Я сказал Милли, что родился в Моравии; несколько чешских слов сблизили нас… Какой потертый плюшевый диванчик в этой гондоле! В отличие от своего дружка Карла Гомзы я не любил слишком скоропалительных интрижек. («Мигом, мигом», — сказал бы дед Куят, о существовании которого я тогда еще и не подозревал.) Мне казалось, с одной стороны, что в мужчинах, занимавшихся любовью вечером на скамейках в парке или на лестницах, было что-то птичье; с другой стороны, я считал, что из-за моего пульсирующего, в то время еще чрезвычайно яркого, розового шрама, меня могли заподозрить в слабости, а этого нельзя было допустить. Под открытым небом, на такой высоте, я должен был оказаться на высоте, зарекомендовать себя эдаким бессовестным Казановой-воздухоплавателем. Из скольких юбок, собственно, состоял национальный костюм в Иглау? Няня пропищала, что она не хочет ребенка, я заверил ее, что на этот счет не надо беспокоиться, я буду осторожен; тогда она зашептала: это, мол, безумие, но все же здорово, впечатление такое, что ты аккурат на небе со святыми, да-а, но мне надо во имя всех святых соблюдать осторожность; я сказал: бояться не следует, а она в ответ: господи помилуй, а вдруг колесо двинется опять и пойдет вниз? На это я в ответ: Милли, гарантирую, что мы еще целых восемь минут будем висеть между небом и землей, над Веной.
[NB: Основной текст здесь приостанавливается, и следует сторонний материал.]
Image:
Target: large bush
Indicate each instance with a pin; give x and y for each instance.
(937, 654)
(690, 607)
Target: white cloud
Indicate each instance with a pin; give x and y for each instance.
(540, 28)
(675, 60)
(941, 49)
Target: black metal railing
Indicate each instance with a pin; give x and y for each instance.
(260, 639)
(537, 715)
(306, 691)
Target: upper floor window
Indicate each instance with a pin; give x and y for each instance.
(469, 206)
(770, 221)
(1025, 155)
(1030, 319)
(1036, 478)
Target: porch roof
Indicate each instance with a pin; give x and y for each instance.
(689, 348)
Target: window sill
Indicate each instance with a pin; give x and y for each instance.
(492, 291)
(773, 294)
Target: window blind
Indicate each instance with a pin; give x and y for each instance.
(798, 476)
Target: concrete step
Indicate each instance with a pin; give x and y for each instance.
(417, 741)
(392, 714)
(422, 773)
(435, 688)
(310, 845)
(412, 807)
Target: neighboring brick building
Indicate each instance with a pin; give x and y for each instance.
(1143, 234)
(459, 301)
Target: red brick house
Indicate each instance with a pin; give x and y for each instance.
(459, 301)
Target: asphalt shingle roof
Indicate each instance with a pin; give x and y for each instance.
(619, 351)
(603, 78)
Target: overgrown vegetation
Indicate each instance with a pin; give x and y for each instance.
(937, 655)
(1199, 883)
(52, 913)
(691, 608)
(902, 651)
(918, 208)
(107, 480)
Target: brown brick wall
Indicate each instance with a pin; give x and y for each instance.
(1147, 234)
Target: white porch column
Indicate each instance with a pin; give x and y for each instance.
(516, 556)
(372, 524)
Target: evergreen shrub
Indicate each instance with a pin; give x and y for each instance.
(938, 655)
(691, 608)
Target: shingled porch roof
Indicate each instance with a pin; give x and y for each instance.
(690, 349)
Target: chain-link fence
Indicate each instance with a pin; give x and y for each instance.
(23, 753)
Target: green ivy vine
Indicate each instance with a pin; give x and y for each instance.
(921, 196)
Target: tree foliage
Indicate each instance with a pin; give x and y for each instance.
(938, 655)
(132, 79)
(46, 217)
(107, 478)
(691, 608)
И тут она заверещала: ах, Вена, ах, Альфонсичек, нет, Альбертнчек, будь осторожен, будь осторожен; внизу в это время во всю мочь дудел оркестрион, из других гондол раздавались пенье, смех, свистки — настоящая какофония. Наконец, господин «инженер» Пейцодер оглушительно возвестил через рупор:
— Глубокоуважаемые господа… незначительная поломка… уже устранена… Желаю приятной поездки, прошу вас!
«Гигантское колесо» сыграло роль дома свиданий, куда приходят на четверть часика.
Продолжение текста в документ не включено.